Dom Jailton Oliveira Lima
Bispo de Itabuna (BA)
Iniciamos o ano de 2026 ainda envolvidos pela luz do Natal, tempo em que celebramos o Deus que se fez próximo, que entrou na história humana não pela força, mas pelo amor. Esse início de ano nos convida à reflexão e, sobretudo, ao discernimento. Vivemos um tempo marcado por decisões importantes, emoções intensas e grandes acontecimentos: é ano de Copa do Mundo, é ano de eleições, é ano em que sentimentos, opiniões e paixões tendem a se acirrar. Justamente por isso, torna-se ainda mais urgente voltarmos ao essencial do Evangelho.
Jesus nos deixou um critério claro e inegociável: “Amar a Deus sobre todas as coisas e ao próximo como a si mesmo” (cf. Mt 22,37-39). Não se trata de uma sugestão, mas de um caminho. Em meio às divergências políticas, sociais, ideológicas ou culturais, o cristão não pode abrir mão desse mandamento. Opiniões não podem se transformar em motivo de ódio, agressão ou violência. A fé cristã não combina com intolerância.

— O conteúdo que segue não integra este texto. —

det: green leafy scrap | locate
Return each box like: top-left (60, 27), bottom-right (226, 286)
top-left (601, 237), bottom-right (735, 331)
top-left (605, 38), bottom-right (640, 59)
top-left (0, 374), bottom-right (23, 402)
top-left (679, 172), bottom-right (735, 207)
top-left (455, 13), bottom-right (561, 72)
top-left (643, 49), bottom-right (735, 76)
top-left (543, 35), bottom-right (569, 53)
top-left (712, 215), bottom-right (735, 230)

O próprio Cristo nos dá um exemplo luminoso quando escolhe os seus apóstolos. Eles eram diferentes entre si, vindos de realidades diversas, com pensamentos e temperamentos distintos. No entanto, havia algo que os unia: seguir Jesus, aprender com Ele, amar como Ele amou, sentir como Ele sentiu e rezar como Ele rezava. A unidade não nasce da uniformidade, mas do amor vivido na diversidade.
Santo Agostinho nos recorda: “Ama e faze o que quiseres”. Quando o amor é verdadeiro, ele não destrói, não humilha, não exclui. Pelo contrário, constrói pontes e cura feridas. São Francisco de Assis também nos ensina, com sua vida mais do que com palavras, que o Evangelho deve ser vivido com simplicidade, mansidão e respeito, mesmo em meio às contradições do mundo.

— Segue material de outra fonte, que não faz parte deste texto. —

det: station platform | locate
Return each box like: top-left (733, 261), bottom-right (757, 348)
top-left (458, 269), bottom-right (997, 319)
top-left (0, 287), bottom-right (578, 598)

Seguir Jesus não é apenas ouvir o que Ele diz, mas colocar em prática aquilo que Ele pediu. Não se exige radicalismo agressivo nem posturas extremadas. O Evangelho não é vivido na gritaria, mas na coerência; não no ataque, mas no testemunho. Como ensina Santa Teresa de Calcutá: “Se não tivermos paz, é porque esquecemos que pertencemos uns aos outros”.

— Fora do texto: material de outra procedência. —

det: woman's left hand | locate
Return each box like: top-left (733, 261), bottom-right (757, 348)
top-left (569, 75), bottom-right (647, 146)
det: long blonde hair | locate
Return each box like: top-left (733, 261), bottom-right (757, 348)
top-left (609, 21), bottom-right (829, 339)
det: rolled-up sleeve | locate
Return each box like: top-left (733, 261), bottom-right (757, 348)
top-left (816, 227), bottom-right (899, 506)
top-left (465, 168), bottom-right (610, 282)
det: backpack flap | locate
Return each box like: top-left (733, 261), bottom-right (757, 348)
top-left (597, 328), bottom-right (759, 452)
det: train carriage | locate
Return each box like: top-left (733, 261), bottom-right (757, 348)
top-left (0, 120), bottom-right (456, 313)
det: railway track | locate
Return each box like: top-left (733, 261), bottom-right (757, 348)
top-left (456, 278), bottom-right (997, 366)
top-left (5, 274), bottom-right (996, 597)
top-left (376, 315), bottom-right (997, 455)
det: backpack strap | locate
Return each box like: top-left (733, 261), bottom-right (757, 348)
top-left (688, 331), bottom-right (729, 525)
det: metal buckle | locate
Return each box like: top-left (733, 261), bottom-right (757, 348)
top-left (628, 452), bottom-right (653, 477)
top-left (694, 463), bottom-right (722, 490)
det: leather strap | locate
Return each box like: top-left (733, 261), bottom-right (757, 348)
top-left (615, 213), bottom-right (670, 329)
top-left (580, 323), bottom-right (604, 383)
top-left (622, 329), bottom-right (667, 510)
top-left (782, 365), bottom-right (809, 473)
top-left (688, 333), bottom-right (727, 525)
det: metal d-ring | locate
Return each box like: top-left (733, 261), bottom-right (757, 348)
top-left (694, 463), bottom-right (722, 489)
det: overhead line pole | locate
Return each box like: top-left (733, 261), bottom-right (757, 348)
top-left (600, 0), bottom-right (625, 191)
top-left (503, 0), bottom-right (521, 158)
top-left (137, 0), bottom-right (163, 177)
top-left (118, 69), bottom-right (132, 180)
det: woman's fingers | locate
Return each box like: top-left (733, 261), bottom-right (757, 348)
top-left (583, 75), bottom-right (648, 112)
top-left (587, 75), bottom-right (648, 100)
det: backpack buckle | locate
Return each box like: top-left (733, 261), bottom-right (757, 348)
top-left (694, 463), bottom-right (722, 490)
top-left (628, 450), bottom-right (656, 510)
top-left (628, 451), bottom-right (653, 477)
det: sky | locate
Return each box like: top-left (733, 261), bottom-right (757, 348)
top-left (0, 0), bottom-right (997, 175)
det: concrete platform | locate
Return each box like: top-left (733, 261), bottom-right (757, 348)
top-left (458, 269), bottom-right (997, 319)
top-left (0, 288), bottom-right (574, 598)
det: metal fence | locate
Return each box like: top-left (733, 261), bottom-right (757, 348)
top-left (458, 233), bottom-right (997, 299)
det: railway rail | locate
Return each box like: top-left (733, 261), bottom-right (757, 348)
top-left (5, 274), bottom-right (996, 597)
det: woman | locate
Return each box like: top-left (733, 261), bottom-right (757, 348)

Antes de falar, antes de publicar, antes de reagir, é necessário um exercício de consciência cristã. Perguntemo-nos: o que vou dizer é verdade? O que vou dizer é necessário? O que vou dizer vai edificar a pessoa ou o relacionamento? Se a resposta for não, talvez o silêncio seja mais evangélico do que a palavra. O silêncio, muitas vezes, também é caridade.
Que este novo ano seja vivido à luz do discernimento, da oração e da escuta do Espírito Santo. Em um mundo marcado por divisões, sejamos sinais de reconciliação. Em um tempo de opiniões inflamadas, sejamos testemunhas do amor que acolhe. Que possamos, como cristãos, ajudar a construir uma sociedade mais justa, fraterna e pacífica, sem jamais perder de vista os ensinamentos de Cristo.
Que Maria, Mãe do Príncipe da Paz, nos acompanhe neste novo ano. Que o Natal que ainda celebramos não fique apenas nas luzes e nos símbolos, mas se traduza em gestos concretos de amor, respeito e misericórdia ao longo de todo o ano de 2026.